4

作为一个简化的示例,我需要选择客户的送货地址与他们之前的送货地址不同的每个实例。所以我有一个大表,其中包含以下列:

purchase_id | cust_id | date | address  | description
-----------------------------------------------------------
 1          | 5       | jan  | address1 | desc1
 2          | 6       | jan  | address2 | desc2
 3          | 5       | feb  | address1 | desc3
 4          | 6       | feb  | address2 | desc4
 5          | 5       | mar  | address3 | desc5
 6          | 5       | mar  | address3 | desc6
 7          | 5       | apr  | address1 | desc7
 8          | 6       | may  | address4 | desc8

请注意,客户可以像客户 5 在第 7 行中所做的那样“移回”到以前的地址。

我想要选择(并且尽可能高效,因为这是一个非常大的表)是每个“块”中的第一行,其中客户将后续订单运送到同一地址。在此示例中,这将是第 1、2、5、7 和 8 行。在所有其他行中,客户的地址与其之前的订单相同。

所以我想先有效ORDER BY (cust_id, date),然后SELECT purchase_id, cust_id, min(date), address, description

但是我遇到了麻烦,因为 SQL 通常需要GROUP BY在之前完成ORDER BY。因此,我无法弄清楚如何调整这个问题的任何一个最佳答案(否则我非常喜欢。)有必要(至少在概念上)在分组或使用聚合函数之前按日期排序min(),否则我会错过像我的示例表中的第 7 行这样的实例,其中客户“移回”到以前的地址。

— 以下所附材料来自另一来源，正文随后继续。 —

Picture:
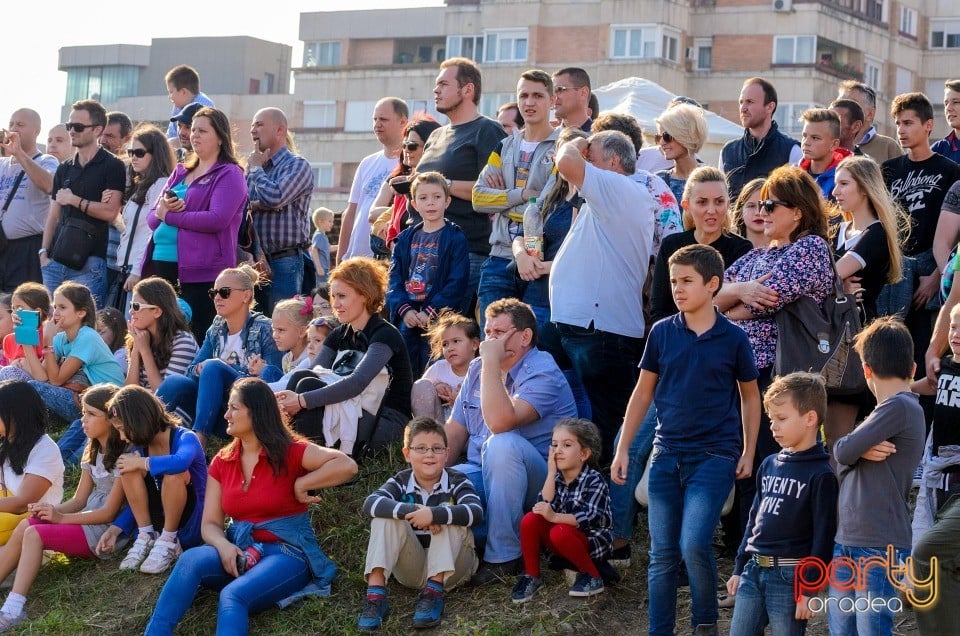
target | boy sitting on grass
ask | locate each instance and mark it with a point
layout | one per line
(420, 529)
(793, 516)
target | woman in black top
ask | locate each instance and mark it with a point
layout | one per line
(358, 350)
(705, 206)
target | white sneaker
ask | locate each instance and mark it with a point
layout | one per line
(162, 556)
(138, 552)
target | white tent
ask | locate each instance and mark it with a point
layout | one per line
(645, 100)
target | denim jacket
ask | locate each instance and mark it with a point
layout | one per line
(256, 335)
(294, 530)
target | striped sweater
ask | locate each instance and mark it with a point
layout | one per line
(453, 500)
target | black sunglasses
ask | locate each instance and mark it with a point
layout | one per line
(223, 291)
(766, 206)
(78, 127)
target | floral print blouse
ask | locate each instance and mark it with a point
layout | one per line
(799, 269)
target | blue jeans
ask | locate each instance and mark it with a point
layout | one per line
(495, 283)
(280, 572)
(513, 474)
(623, 502)
(847, 615)
(58, 399)
(765, 597)
(287, 279)
(606, 363)
(687, 492)
(93, 275)
(72, 443)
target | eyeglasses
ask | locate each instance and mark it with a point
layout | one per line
(70, 126)
(223, 291)
(433, 450)
(766, 206)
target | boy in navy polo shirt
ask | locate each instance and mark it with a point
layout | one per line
(696, 365)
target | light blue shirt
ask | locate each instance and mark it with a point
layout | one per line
(537, 380)
(599, 272)
(98, 362)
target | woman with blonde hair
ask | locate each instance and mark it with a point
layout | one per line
(681, 132)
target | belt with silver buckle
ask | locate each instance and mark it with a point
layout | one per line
(773, 562)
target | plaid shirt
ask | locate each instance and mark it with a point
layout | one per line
(588, 499)
(282, 188)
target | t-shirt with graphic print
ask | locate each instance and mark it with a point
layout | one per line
(424, 256)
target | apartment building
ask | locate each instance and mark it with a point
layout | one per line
(700, 48)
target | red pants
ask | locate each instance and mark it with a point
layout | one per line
(563, 540)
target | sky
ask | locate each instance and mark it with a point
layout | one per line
(31, 42)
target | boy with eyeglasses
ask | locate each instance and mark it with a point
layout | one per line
(420, 529)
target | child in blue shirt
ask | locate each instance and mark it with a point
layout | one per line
(697, 366)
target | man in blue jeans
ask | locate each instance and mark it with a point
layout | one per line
(503, 418)
(87, 193)
(596, 283)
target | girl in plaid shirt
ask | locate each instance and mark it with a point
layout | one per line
(572, 519)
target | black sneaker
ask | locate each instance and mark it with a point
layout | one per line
(494, 572)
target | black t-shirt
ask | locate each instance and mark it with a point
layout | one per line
(459, 153)
(920, 187)
(730, 246)
(873, 252)
(379, 330)
(103, 172)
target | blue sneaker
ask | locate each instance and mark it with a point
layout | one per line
(586, 585)
(429, 609)
(374, 611)
(525, 588)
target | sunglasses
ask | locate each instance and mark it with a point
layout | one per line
(70, 126)
(766, 206)
(223, 291)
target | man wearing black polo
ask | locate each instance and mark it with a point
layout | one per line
(87, 191)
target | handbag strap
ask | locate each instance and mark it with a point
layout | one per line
(133, 231)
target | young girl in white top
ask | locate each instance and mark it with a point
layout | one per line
(455, 340)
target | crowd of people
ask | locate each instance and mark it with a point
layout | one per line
(555, 323)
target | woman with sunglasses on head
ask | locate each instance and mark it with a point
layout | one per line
(681, 133)
(370, 369)
(197, 220)
(394, 194)
(237, 333)
(151, 162)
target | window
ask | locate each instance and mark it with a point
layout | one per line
(788, 114)
(945, 34)
(103, 83)
(873, 73)
(322, 53)
(359, 117)
(319, 114)
(468, 46)
(506, 46)
(644, 41)
(322, 174)
(794, 49)
(702, 54)
(908, 21)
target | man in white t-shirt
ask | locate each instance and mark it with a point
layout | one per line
(389, 118)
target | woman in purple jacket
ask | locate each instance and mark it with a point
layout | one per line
(196, 221)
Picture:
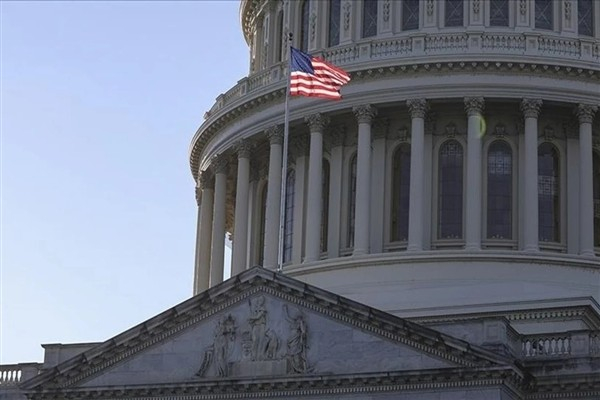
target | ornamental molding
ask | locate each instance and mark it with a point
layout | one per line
(474, 105)
(257, 282)
(218, 120)
(317, 122)
(364, 113)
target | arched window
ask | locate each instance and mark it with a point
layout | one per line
(288, 228)
(325, 206)
(334, 22)
(263, 218)
(450, 191)
(410, 15)
(369, 18)
(585, 17)
(498, 12)
(544, 14)
(351, 201)
(400, 193)
(499, 191)
(280, 38)
(454, 13)
(596, 199)
(304, 15)
(548, 193)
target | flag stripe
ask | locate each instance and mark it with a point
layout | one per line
(311, 76)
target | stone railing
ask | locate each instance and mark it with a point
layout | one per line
(13, 374)
(579, 343)
(402, 49)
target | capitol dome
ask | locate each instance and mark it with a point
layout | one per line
(459, 174)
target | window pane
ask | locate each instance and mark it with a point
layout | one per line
(334, 22)
(499, 191)
(450, 190)
(543, 14)
(351, 202)
(410, 14)
(325, 203)
(454, 13)
(369, 18)
(585, 17)
(548, 193)
(400, 193)
(499, 13)
(596, 200)
(288, 230)
(304, 25)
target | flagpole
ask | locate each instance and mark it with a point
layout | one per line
(286, 128)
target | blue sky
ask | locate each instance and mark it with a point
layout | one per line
(99, 103)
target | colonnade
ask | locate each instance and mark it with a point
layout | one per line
(212, 189)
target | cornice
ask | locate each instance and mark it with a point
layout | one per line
(275, 92)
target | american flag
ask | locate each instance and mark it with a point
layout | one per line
(313, 77)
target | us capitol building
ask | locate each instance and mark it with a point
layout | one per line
(441, 222)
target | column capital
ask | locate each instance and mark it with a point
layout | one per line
(531, 107)
(364, 113)
(316, 122)
(220, 164)
(275, 134)
(585, 113)
(474, 105)
(205, 180)
(244, 148)
(417, 107)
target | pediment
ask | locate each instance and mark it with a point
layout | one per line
(263, 325)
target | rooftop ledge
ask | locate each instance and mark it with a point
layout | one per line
(418, 51)
(440, 256)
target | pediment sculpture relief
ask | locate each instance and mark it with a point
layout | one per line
(255, 348)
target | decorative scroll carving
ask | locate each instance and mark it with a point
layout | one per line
(275, 134)
(220, 164)
(220, 351)
(523, 7)
(531, 107)
(244, 148)
(474, 105)
(364, 113)
(585, 113)
(417, 107)
(316, 122)
(297, 343)
(347, 9)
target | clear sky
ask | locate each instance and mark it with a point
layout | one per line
(99, 103)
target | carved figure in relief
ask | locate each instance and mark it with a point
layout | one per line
(219, 352)
(297, 344)
(264, 341)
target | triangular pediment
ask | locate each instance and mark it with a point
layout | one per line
(262, 325)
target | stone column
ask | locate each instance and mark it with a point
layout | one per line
(364, 115)
(531, 110)
(417, 108)
(474, 108)
(316, 123)
(217, 253)
(585, 113)
(204, 236)
(275, 135)
(240, 249)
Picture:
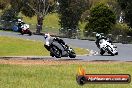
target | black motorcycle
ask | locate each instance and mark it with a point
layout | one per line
(59, 50)
(25, 29)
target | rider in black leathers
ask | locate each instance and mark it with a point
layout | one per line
(99, 37)
(49, 39)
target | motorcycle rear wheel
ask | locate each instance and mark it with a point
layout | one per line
(56, 51)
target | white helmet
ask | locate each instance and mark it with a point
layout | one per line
(98, 35)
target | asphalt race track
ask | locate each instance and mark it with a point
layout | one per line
(125, 50)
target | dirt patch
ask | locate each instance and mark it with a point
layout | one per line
(20, 61)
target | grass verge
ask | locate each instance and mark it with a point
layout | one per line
(59, 76)
(11, 46)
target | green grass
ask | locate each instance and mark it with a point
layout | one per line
(11, 46)
(58, 76)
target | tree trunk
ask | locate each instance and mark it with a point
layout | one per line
(39, 24)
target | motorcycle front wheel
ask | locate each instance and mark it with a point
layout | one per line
(72, 53)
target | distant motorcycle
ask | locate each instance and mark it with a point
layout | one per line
(25, 29)
(59, 50)
(108, 47)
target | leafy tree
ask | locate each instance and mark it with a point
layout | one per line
(101, 19)
(70, 12)
(4, 3)
(40, 8)
(126, 6)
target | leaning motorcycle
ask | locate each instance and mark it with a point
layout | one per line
(25, 29)
(59, 50)
(108, 47)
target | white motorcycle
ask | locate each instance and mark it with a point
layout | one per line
(108, 47)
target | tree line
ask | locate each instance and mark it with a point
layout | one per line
(99, 17)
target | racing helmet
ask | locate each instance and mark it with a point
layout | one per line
(98, 36)
(47, 36)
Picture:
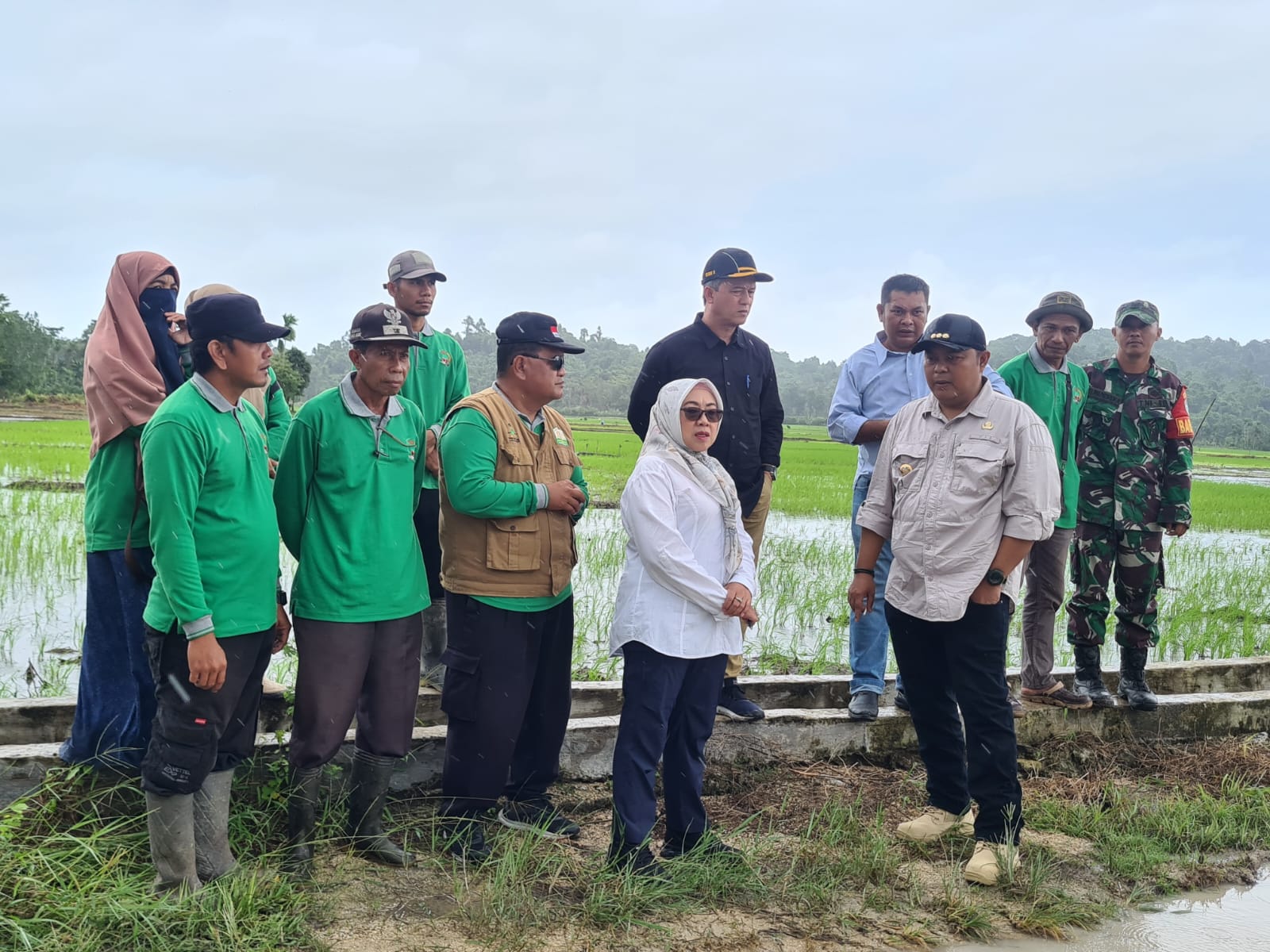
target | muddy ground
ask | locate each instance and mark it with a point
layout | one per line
(814, 879)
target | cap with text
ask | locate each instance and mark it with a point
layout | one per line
(1143, 310)
(413, 264)
(954, 332)
(729, 263)
(237, 317)
(533, 328)
(383, 323)
(1062, 302)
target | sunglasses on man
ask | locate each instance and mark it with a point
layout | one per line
(556, 363)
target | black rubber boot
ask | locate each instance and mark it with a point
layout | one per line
(371, 776)
(1089, 676)
(1133, 679)
(302, 822)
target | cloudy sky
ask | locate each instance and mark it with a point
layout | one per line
(584, 159)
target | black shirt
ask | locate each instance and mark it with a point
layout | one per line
(749, 436)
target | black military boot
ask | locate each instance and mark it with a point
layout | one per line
(1089, 676)
(302, 822)
(1133, 679)
(371, 776)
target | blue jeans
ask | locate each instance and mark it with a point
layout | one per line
(116, 701)
(869, 635)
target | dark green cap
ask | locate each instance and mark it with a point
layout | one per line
(1143, 310)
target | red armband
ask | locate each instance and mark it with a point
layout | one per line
(1180, 425)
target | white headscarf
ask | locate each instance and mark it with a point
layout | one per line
(666, 441)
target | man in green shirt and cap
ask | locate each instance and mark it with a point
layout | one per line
(511, 492)
(1056, 390)
(348, 480)
(213, 617)
(437, 381)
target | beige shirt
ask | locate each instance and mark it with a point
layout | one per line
(952, 490)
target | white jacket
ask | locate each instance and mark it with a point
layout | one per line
(672, 588)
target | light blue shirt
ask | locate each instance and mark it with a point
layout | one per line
(874, 385)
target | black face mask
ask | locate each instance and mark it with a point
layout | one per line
(156, 305)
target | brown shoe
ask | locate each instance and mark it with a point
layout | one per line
(1058, 696)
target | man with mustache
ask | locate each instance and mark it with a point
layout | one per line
(1054, 389)
(876, 382)
(214, 615)
(1134, 459)
(437, 381)
(348, 480)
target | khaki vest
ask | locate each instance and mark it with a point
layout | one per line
(527, 556)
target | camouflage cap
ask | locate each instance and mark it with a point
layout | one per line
(1143, 310)
(1062, 302)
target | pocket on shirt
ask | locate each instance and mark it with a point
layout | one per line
(977, 470)
(908, 467)
(512, 545)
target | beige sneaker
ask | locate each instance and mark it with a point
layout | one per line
(984, 867)
(937, 823)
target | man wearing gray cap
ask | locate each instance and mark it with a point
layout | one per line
(348, 478)
(436, 382)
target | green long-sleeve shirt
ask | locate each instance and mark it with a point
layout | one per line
(469, 450)
(437, 380)
(213, 526)
(1057, 397)
(346, 490)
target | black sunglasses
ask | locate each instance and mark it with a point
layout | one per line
(556, 362)
(696, 413)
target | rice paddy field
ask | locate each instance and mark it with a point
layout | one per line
(1217, 603)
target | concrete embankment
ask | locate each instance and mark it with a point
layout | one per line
(806, 723)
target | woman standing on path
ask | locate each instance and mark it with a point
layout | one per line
(689, 575)
(133, 361)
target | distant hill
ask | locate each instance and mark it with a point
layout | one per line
(600, 382)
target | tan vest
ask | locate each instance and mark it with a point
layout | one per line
(527, 556)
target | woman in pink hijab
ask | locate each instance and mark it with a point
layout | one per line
(133, 359)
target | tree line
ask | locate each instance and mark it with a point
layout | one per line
(1230, 378)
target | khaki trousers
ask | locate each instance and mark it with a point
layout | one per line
(755, 524)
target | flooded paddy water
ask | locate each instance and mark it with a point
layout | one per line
(1217, 603)
(1235, 919)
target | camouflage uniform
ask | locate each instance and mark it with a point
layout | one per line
(1134, 457)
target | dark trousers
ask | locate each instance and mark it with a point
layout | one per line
(116, 700)
(668, 712)
(427, 526)
(963, 664)
(207, 733)
(507, 697)
(365, 668)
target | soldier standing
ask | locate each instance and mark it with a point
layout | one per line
(1134, 459)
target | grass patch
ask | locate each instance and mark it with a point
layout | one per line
(821, 862)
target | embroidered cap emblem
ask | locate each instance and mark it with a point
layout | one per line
(394, 321)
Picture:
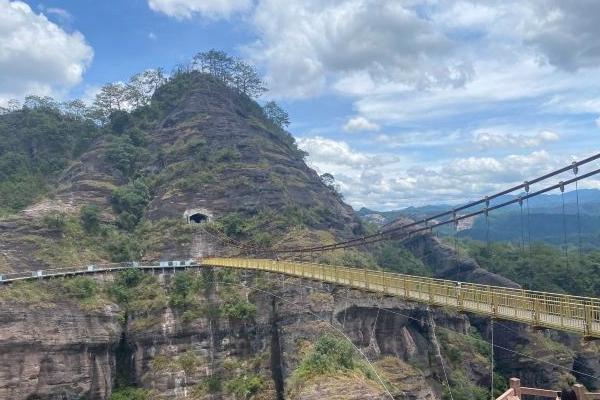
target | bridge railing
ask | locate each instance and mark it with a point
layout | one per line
(551, 310)
(91, 268)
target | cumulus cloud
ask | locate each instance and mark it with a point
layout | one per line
(185, 9)
(566, 32)
(495, 140)
(358, 124)
(321, 41)
(36, 55)
(381, 181)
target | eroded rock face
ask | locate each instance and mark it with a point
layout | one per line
(66, 353)
(57, 353)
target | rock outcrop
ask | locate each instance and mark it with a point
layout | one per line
(59, 351)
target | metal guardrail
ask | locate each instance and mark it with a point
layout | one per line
(91, 269)
(540, 309)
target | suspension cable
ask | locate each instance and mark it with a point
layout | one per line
(388, 234)
(576, 171)
(562, 195)
(522, 230)
(492, 358)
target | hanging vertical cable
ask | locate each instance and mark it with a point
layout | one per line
(522, 229)
(487, 225)
(562, 194)
(492, 359)
(456, 250)
(576, 171)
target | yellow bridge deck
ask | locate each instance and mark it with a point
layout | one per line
(543, 310)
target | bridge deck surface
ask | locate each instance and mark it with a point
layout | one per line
(545, 310)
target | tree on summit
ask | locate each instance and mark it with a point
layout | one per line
(276, 114)
(230, 70)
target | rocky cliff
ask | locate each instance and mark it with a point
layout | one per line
(57, 344)
(203, 155)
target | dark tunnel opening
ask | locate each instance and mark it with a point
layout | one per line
(198, 218)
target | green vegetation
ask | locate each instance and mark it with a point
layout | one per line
(138, 292)
(236, 308)
(124, 155)
(391, 256)
(330, 355)
(543, 268)
(463, 388)
(130, 393)
(245, 386)
(129, 202)
(36, 143)
(90, 218)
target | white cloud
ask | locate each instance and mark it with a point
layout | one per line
(36, 55)
(306, 44)
(185, 9)
(358, 124)
(484, 139)
(566, 32)
(61, 13)
(382, 181)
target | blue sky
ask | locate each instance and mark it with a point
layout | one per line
(404, 102)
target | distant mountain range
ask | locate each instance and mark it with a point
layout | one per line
(544, 221)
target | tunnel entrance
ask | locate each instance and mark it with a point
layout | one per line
(197, 218)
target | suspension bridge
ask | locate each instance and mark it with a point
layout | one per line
(539, 309)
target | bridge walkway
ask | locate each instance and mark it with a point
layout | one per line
(540, 309)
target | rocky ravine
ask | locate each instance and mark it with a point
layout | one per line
(59, 351)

另请注意,两个客户可以共享一个地址,因此我需要在按日期订购后cust_id按两者有效分组。address

我正在使用雪花,我相信它与最新版本的 PostgreSQL 和 SQL Server 具有大部分相同的命令(尽管我对雪花还很陌生,所以不完全确定。)

4

4 回答 4

2

您可以使用row_number窗口函数来做到这一点:

;with cte as(select *, row_number() over(partition by cust_id, address
                                         order by purchase_id) as rn from table)
select * from cte 
where rn = 1
于 2016-04-18T04:16:22.257 回答
1

抱歉回复晚了。我打算几天前对这个帖子做出反应。

我能想到的“最合适”的方法是使用 LAG 函数。

拿着这个:

select purchase_id, cust_id, address, 
lag(address, 1) over (partition by cust_id order by purchase_id) prev_address 
from x order by cust_id, purchase_id;
-------------+---------+----------+--------------+
 PURCHASE_ID | CUST_ID | ADDRESS  | PREV_ADDRESS |
-------------+---------+----------+--------------+
 1           | 5       | address1 | [NULL]       |
 3           | 5       | address1 | address1     |
 5           | 5       | address3 | address1     |
 6           | 5       | address3 | address3     |
 7           | 5       | address1 | address3     |
 2           | 6       | address2 | [NULL]       |
 4           | 6       | address2 | address2     |
 8           | 6       | address4 | address2     |
-------------+---------+----------+--------------+

然后您可以轻松检测带有您描述的事件的行

select purchase_id, cust_id, address, prev_address from (
  select purchase_id, cust_id, address, 
  lag(address, 1) over (partition by cust_id order by purchase_id) prev_address 
  from x 
) sub 
where not equal_null(address, prev_address)
order by cust_id, purchase_id;
-------------+---------+----------+--------------+
 PURCHASE_ID | CUST_ID | ADDRESS  | PREV_ADDRESS |
-------------+---------+----------+--------------+
 1           | 5       | address1 | [NULL]       |
 5           | 5       | address3 | address1     |
 7           | 5       | address1 | address3     |
 2           | 6       | address2 | [NULL]       |
 8           | 6       | address4 | address2     |
-------------+---------+----------+--------------+

请注意,我使用 EQUAL_NULL 函数具有 NULL=NULL 语义。

请注意,虽然 LAG 函数可能是计算密集型的(但与之前提出的使用 ROW_NUMBER 相当)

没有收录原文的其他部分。